Der Spruch „Wer nicht wählt, wählt rechts“ fußt auf der Annahme, dass rechte Parteien einerseits zuverlässige Stammwähler haben, die aufgrund von Parteiidentifikation oder fehlenden Alternativen immer zur Wahl gehen und andererseits, dass Ausfälle durch Nichtwähler vor allem andere Parteien spüren. Im Umkehrschluss würde dies bedeuten, dass vor allem nicht-rechten Parteien Wählerstimmen fehlen und rechte Parteien so erstarken. Tatsächlich kann diese Aussage aber nicht so pauschal getroffen werden, da die Verhältnisse von Wahl zu Wahl unterschiedlich sind.

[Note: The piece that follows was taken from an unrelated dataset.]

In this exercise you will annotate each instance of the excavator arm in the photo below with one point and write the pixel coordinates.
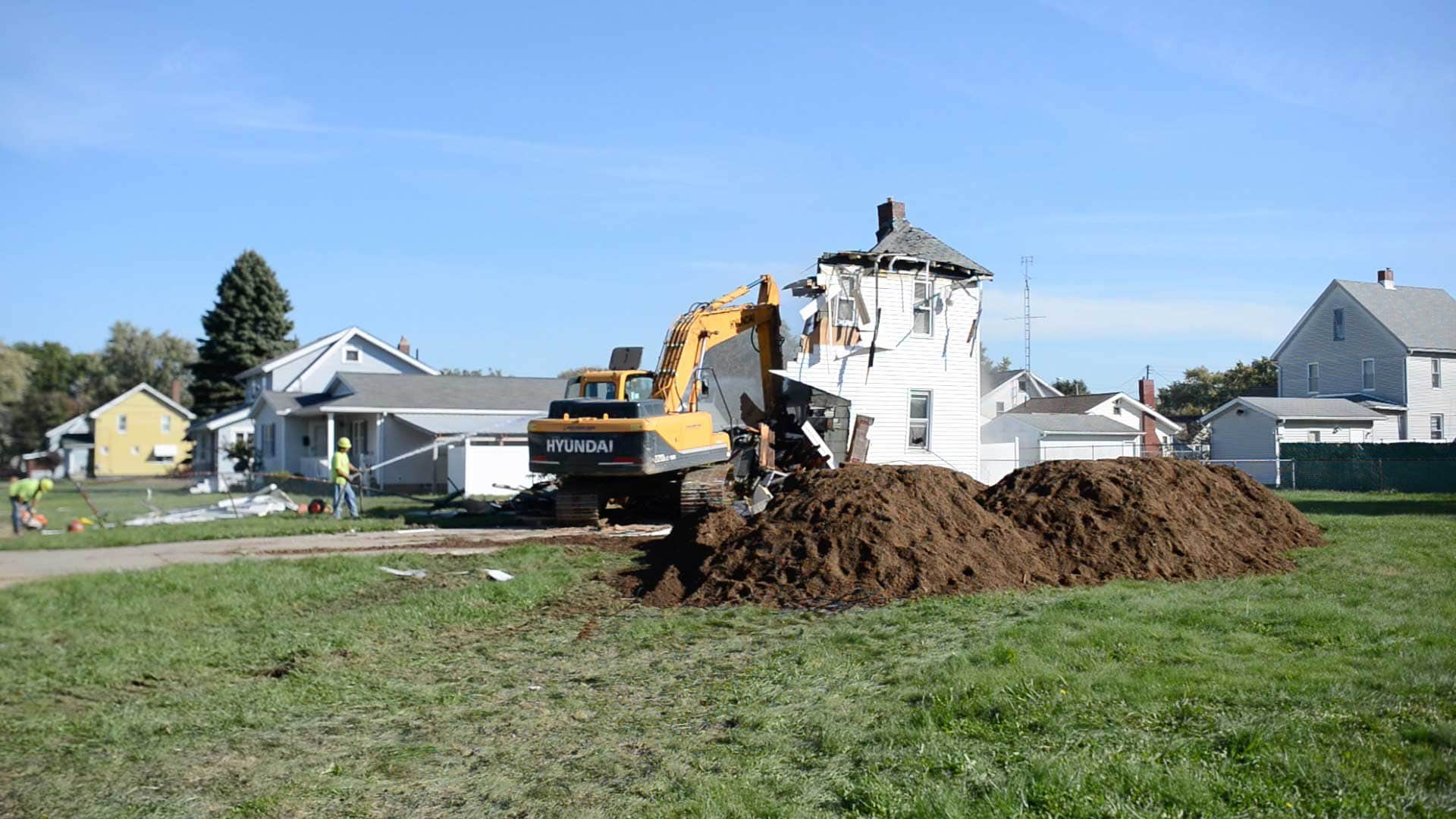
(710, 324)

Wer sichergehen will, dass eine bestimmte Partei (nicht) gewählt wird, fährt eben immer noch am besten damit, seine Stimme abzugeben. Falls Sie am Wahltag keine Zeit haben ins Wahllokal zu gehen, können Sie ganz problemlos Briefwahl beantragen.

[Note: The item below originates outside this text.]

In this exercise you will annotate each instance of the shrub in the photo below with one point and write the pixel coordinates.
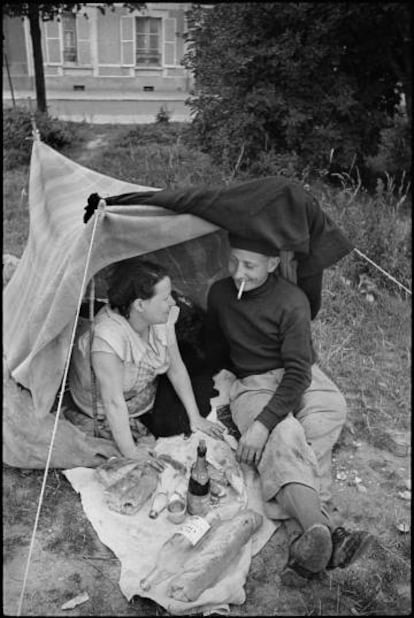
(377, 225)
(394, 150)
(17, 135)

Nicht wählen, ungültig wählen, sich enthalten – Wo ist der Unterschied?

Eine Enthaltung gibt es bei Wahlen in Deutschland nicht. Zwar heißt es oft, den Stimmzettel ungültig zu machen sei besser als nicht wählen zu gehen, faktisch stimmt dies aber nicht.

Für das Ergebnis der Wahl werden lediglich die gültigen Stimmen gezählt. Ob Sie gar nicht wählen oder Ihre Stimme ungültig machen ist letztlich egal, da die Prozente der Parteien nur auf den gültigen Stimmen beruhen.

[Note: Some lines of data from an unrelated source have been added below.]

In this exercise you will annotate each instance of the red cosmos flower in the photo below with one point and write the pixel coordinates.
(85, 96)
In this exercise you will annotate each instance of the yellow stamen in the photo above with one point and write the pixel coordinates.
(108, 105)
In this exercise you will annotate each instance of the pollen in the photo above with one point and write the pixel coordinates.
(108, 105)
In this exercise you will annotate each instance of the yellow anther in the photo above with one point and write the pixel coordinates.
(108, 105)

Was sich ändert ist jedoch die Höhe der Wahlbeteiligung. Wenn Sie (und viele andere) nicht wählen, sinkt die Wahlbeteiligung. Die drückt aus, wie viele von den Wahlberechtigten tatsächlich an der Wahl teilgenommen haben.

Die Zahl der ungültigen Stimmen wird ebenfalls bei jeder Wahl erfasst. Sie tragen durch eine ungültige Stimme, so wie durch das Nichtwählen, dazu bei, dass alle Parteien weniger absolute Stimmen brauchen, um bestimmte prozentuale Werte zu erreichen.

Die einzelnen Schritte der Berechnung können Sie der fiktiven Beispiel-Tabelle entnehmen:

Partei Stimmen (absolut) Anteil (prozentual)
Partei A 1.458.762 41,5 %
Partei B 1.054.527 31,0 %
Partei C 1.001.801 27,5 %
     
Gesamt 3.515.090 100 %
     
Alle Stimmen
Gültige Stimmen 3.515.090 98,6 %
Ungültige Stimmen 49.910 1,4 %
     
Wahlbeteiligung
Wahlberechtigte 5.000.000 100 %
Nichtwähler 1.435.000 28,7 %
Wahlbeteiligung 3.565.000 71,3 %

In diesem Beispiel gibt es genau 5 Millionen Wahlberechtigte. 28,7 % davon entscheiden sich, nicht zu wählen. Damit liegt die Wahlbeteiligung bei 71,3 %.

Von diesen 71,3 % aller Wahlberechtigten machen wiederum 1,4 % ihre Stimme ungültig – absichtlich oder versehentlich. Das macht 3.515.090 gültige Stimmen, die sich auf die Parteien verteilen und letztlich bestimmen, wie viele Prozente eine Partei bei dieser Wahl erlangen konnte.